Ragan did eventually return to the Superbas, but only for the one season. Perhaps his antics on the mound in Boston on that immaculate day in 1914 was his way of saying a sarcastic goodbye to Brooklyn. Ragan pitched five games (only one start) for the Superbas in 1915 before being sent to the Boston team he'd dominated seven months earlier. I had some trouble tracking down the details of the transaction: on April 20, Ragan faced the Braves, while on May 7 the Times has Ragan pitching for the Braves, against the Giants. Baseball Almanac records that Ragan was sold to the Braves on April 28, 1915. It turns out the New York Times coverage of the transaction is buried in an article about a college baseball game: "Manager George Stallings of the Boston Braves has refused to waive claim on pitcher Pat Ragan of Brooklyn, and the player has been ordered to report to the Boston Club." It was a waiver claim, and the Superbas had tried to send Ragan to Newark because the National League required a roster reduction to 21 players by April 29.

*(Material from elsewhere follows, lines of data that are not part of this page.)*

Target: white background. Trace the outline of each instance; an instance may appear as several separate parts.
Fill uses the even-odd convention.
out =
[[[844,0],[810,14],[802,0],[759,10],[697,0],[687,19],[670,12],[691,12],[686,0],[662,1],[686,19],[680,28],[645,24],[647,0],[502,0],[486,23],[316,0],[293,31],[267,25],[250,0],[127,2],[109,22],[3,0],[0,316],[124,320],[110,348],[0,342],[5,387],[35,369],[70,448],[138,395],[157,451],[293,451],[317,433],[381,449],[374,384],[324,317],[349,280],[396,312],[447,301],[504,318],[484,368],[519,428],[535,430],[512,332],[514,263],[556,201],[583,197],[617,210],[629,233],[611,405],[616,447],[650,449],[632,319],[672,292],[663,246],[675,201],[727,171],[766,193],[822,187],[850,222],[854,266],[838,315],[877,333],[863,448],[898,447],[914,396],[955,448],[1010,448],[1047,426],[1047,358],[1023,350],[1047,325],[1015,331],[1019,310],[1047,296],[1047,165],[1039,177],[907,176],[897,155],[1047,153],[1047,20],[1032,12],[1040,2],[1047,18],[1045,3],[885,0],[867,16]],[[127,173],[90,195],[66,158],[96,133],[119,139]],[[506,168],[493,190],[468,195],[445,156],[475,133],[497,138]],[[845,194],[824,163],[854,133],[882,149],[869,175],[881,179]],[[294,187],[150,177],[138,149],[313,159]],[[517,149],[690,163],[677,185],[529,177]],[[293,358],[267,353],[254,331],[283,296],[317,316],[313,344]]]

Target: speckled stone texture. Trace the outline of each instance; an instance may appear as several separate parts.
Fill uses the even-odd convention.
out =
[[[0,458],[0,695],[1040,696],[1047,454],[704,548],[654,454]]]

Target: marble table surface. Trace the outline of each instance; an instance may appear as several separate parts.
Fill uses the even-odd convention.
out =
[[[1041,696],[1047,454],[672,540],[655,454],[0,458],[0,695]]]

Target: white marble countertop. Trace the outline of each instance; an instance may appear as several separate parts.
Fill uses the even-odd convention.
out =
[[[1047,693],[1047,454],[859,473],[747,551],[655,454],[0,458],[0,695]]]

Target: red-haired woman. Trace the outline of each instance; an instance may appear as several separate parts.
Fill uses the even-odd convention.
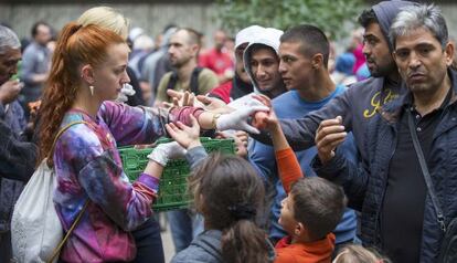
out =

The New York Times, for its part, considered the move a big mistake for the Brooklyn team. Ragan would have his two best full seasons of his career in 1915 and 1916. The following year, a Times article had an amusing headline: "Ragan Jinx Fails to Daunt Giants: McGraw's Men Chase Don Carlos and His Hoodoo to Shower in Fourth." In 1918, shortly before a trade to the Giants, Ragan shut down the Brooklyn team now nicknamed "Robins," and the Time waxed poetic: "It has ever been the history of baseball in Brooklyn that those players who in due course of time have been graduated to another major league club have taken a keen delight in pummeling the team mates of their earlier days on the diamond. The rule was in no wise violated yesterday when there came forth to dominate the Dodger batsmen none other than Pat Ragan of the Braves."

Two weeks after that article, Ragan was sent back to New York, this time to the Giants, in exchange for a man you may have heard of: Jim Thorpe. The man who was later voted the greatest athlete of the first half of the twentieth century was winding down his baseball career, and had played only sporadically for the Giants in 1918. He was quite successful for the Braves following the trade, hitting .327/.360/.429 (OPS+ of 141) in 156 at bats. Ragan, meanwhile, saw his career slipping away as well; he played just seven games for the Giants before being sold to the White Sox, for whom he pitched just one inning. After several years in the minors, Ragan surfaced for three innings on the Phillies in 1923. He stayed on as a coach during the 1924 season and was quoted in the 2004 book The Fix is In regarding a betting scandal on the Giants in 1923. Ragan said that Jimmy O'Connell, the player who was accusing others of fixing games, was simply the butt of some jokes from the veterans. (National League comissioner Kenesaw Landis eventually found O'Connell guilty of throwing games and banned him from baseball for life.)

Unlike the previous two historic names associated with the Immaculate Inning, Ragan is a relative unknown; no books have been written about him, and his grave in Los Angeles bears simply "Professional Baseball Player." But in the Immaculate Inning hall of honor, he will be remembered for much more.